A intervenção acidental e esporádica de quem consome, embora não integrando categoria, revelava vulnerabilidade, que a ordem natural não corrigia.
Se estamos interessados em que o bem comum da sociedade e das famílias prepondere, seja qual for a construção social a empreender, teremos de prevenir e corrigir de harmonia com as lições seculares - e não abandonar o campo onde alguns podem pretender posições de benefício e monopólio.
A segunda solução, por ser importante, na ordem teórica, dada pela associação das cooperativas à construção do corporativismo, como que ajudando a completar o sistema.
Sem embargo de o livro, já invocado, de Manoilesco estar desapontado no tempo e se ajustar a uma concepção totalitária e descapitalizadora, começarei por ela.
Segundo o escritor do século do corporativismo, não há incompatibilidade entre os dois grandes sistemas - o das corporações e o das cooperativas -, porque ambos, a seu modo, procuram realizar a ideia de solidariedade económica, possuem virtualidade e tendem por igual para a eliminação do capital.

Mais até: como iniciativa relevante e realização dos interesses gerais, o corporativismo deve encorajar e ajudar o movimento cooperativo.
Sabemos que a cooperativa de consumo age por uma compra e fornecimentos pelo mais baixo preço, elimina o lucro comercial, obtém ainda vantagens especiais.
Realmente, é verdade que não existe incompatibilidade de princípio, nem de táctica, entre os dois sistemas.
Nos grémios de lavoura, nas Casas do Povo e nas Casas dos Pescadores funcionam autênticas cooperativas de consumo, cuja utilidade não pode discutir-se. Funcionam bem.
Há, porém, que discutir entre o enquadramento, de que dei exemplos, e a simples combinação harmónica e dois sistemas, no fundo distanciados, mas em que um e outro também se empenham em realizar uma única construção social.
Já em tempos mostrei que o nosso cooperativismo tinha a sua história desprestigiante e não autorizava na experiência portuguesa grandes esperanças. Há no Diário do Governo e no Tribunal de Contas documentação sobre o seu fracasso.

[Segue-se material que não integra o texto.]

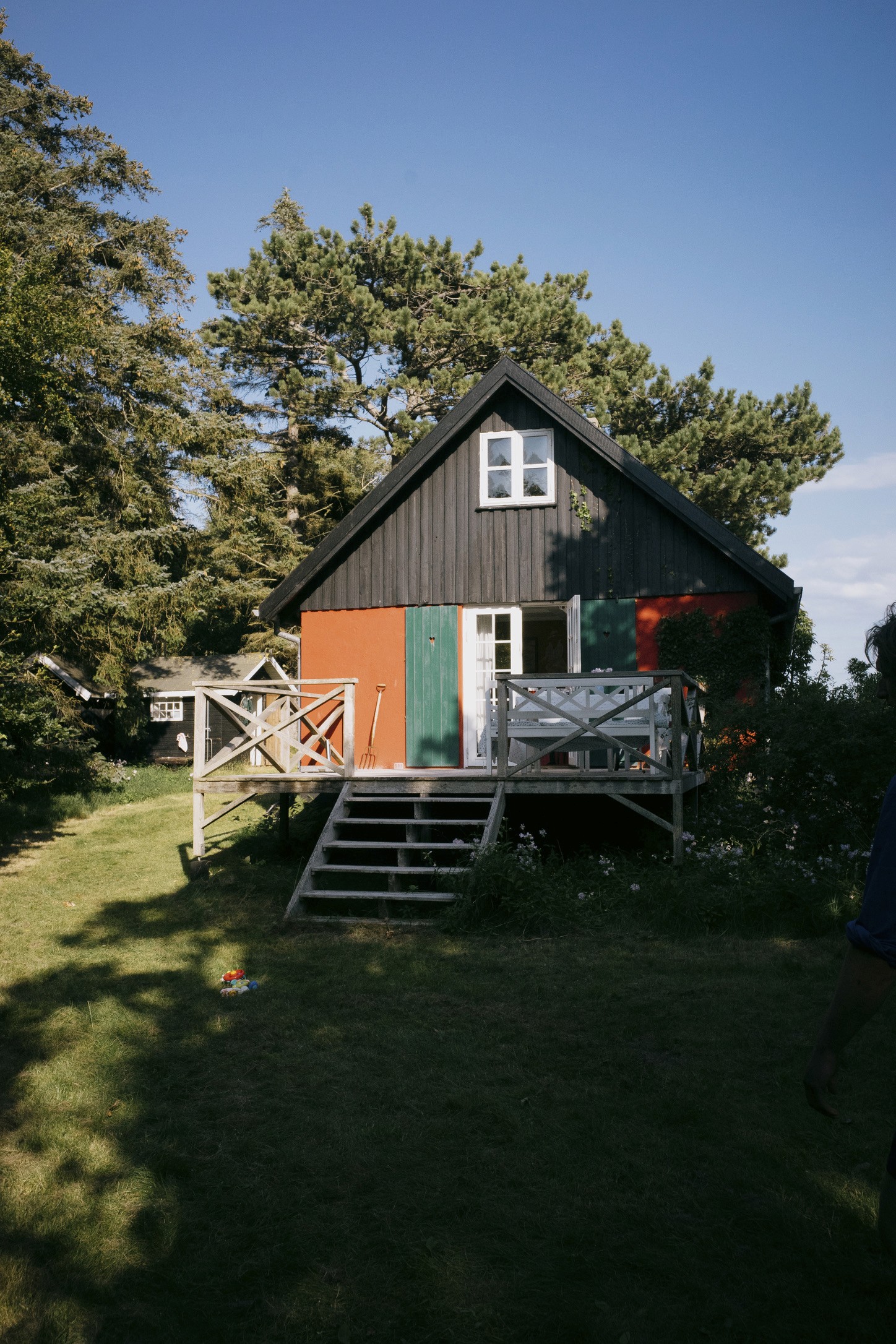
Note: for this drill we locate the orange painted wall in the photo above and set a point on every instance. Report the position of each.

Mas os tempos são outros e o espírito que hoje anima as instituições públicas é diferente -o que nem todos reconhecem sem custo-, e é bem possível fundar outras esperanças na associação racional e cuidadosa dos dois sistemas.
Ë necessário decidir, porém, entre enquadramento e instituição de um sistema combinado, como era a instituição particular L'Ente Nazionale della Coope-razione em Itália.

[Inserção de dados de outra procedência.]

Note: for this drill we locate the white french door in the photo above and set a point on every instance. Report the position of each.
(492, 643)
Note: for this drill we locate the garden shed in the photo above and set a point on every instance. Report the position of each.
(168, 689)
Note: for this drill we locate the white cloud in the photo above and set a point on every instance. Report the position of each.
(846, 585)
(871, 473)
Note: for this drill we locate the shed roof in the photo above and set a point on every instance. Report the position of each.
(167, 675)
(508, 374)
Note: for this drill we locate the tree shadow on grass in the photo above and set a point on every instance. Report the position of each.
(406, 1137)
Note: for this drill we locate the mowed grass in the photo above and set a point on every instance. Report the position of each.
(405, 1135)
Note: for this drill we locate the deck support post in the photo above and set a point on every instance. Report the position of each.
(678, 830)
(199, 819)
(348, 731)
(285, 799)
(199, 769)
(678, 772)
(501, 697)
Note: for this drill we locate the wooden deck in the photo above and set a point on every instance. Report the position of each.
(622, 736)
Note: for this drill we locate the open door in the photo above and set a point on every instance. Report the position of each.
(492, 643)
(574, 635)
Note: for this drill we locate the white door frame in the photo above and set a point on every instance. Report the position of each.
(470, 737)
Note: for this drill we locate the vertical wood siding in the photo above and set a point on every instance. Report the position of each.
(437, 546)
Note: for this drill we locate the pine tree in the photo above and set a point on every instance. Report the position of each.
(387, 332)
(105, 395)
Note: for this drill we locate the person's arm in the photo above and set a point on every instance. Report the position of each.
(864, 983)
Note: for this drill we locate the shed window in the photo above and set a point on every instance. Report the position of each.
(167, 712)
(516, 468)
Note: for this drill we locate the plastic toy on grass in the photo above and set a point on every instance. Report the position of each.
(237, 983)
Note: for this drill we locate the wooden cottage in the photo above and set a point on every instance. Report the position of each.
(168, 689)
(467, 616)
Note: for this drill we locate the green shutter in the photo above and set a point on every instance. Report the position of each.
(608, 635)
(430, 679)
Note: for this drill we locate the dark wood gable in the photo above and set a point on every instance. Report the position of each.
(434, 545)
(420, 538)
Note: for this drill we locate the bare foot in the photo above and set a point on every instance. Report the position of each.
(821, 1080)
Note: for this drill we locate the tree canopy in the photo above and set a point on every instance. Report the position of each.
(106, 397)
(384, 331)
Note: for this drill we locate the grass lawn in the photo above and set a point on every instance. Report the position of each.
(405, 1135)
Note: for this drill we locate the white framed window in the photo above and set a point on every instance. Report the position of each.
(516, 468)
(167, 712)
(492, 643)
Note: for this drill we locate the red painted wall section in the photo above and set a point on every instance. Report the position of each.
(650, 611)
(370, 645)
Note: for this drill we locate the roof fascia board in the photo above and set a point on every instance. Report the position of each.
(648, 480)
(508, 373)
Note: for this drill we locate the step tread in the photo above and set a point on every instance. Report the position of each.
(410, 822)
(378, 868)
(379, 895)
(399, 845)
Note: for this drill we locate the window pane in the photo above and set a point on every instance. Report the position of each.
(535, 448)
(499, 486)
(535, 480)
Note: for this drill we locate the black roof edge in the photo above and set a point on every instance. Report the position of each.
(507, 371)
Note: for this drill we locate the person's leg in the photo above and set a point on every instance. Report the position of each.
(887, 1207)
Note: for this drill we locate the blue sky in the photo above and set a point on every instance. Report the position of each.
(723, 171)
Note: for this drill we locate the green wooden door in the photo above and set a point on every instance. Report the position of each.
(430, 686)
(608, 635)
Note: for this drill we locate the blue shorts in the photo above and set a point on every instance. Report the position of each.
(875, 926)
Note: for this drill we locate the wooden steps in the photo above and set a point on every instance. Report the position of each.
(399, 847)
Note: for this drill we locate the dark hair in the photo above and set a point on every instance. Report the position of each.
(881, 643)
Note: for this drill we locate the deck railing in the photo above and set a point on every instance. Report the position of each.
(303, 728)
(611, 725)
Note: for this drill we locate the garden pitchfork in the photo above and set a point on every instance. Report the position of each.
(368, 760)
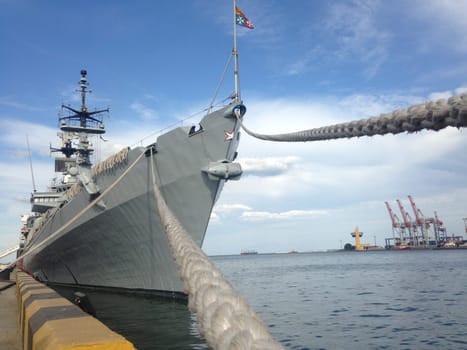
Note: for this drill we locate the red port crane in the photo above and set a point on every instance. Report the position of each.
(395, 224)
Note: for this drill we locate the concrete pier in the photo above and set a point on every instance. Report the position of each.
(34, 316)
(9, 333)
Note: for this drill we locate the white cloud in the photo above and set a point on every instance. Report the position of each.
(290, 214)
(146, 113)
(228, 208)
(439, 95)
(267, 166)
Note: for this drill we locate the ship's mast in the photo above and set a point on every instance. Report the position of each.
(235, 54)
(79, 125)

Terceira solução - a do Governo.
E o Estado?
O Estado já ostenta uma posição de supremo árbitro no conjunto, dispõe de órgãos apropriados -os de coordenação, a Intendência, o fisco, etc.-, e conhece quando e como, fiscalizando, deverá no momento próprio intervir.
Mas se, pelos seus órgãos e agentes, intervier ou fiscalizar pesadamente, ele virá a atacar a índole do sistema, que reside na espontaneidade e voluntariedade doa corpos e associações, mais ou menos autónomos.
Quando muito, reconhece-se que ponha o seu veto às decisões insociais ou excessivas, porque só superiormente lhe incumbe fazer frente ao parasitismo e obter, em vez de um mercado favorável, o salário mais elevado como poder de consumo.
Uma final solução aparece nos escritores da especialidade, menos rigorista, menos fundada, menos plausível - a da corporação do consumo.
Esta não tem defesa teórica; a atitude acidental não traduz categoria.
A intervenção esporádica e contratual não assegura representação.
O consumidor, em certa maneira, tem de ser deixado a si mesmo.
Quem pode impedi-lo de pagar mais se quiser, se escolher e calcular de forma diversa do seu vizinho ?
Ele é inenquadrável.
Não pode com ele formar-se uma corporação.
Portanto, o problema existe nos factos, nos desvios, nas tendências, no gosto pelas vantagens particulares, na ausência de impecabilidade, e não se deve fugir a ele.
Convém associar as cooperativas ao corporativismo, mas reconhecendo que este é o material de construção primordial.
Não devemos iludir-nos sobre a harmonização automática dos interesses no regime que vem aí.
O Estado não deve abandonar o campo, mas não pode ser intrometido.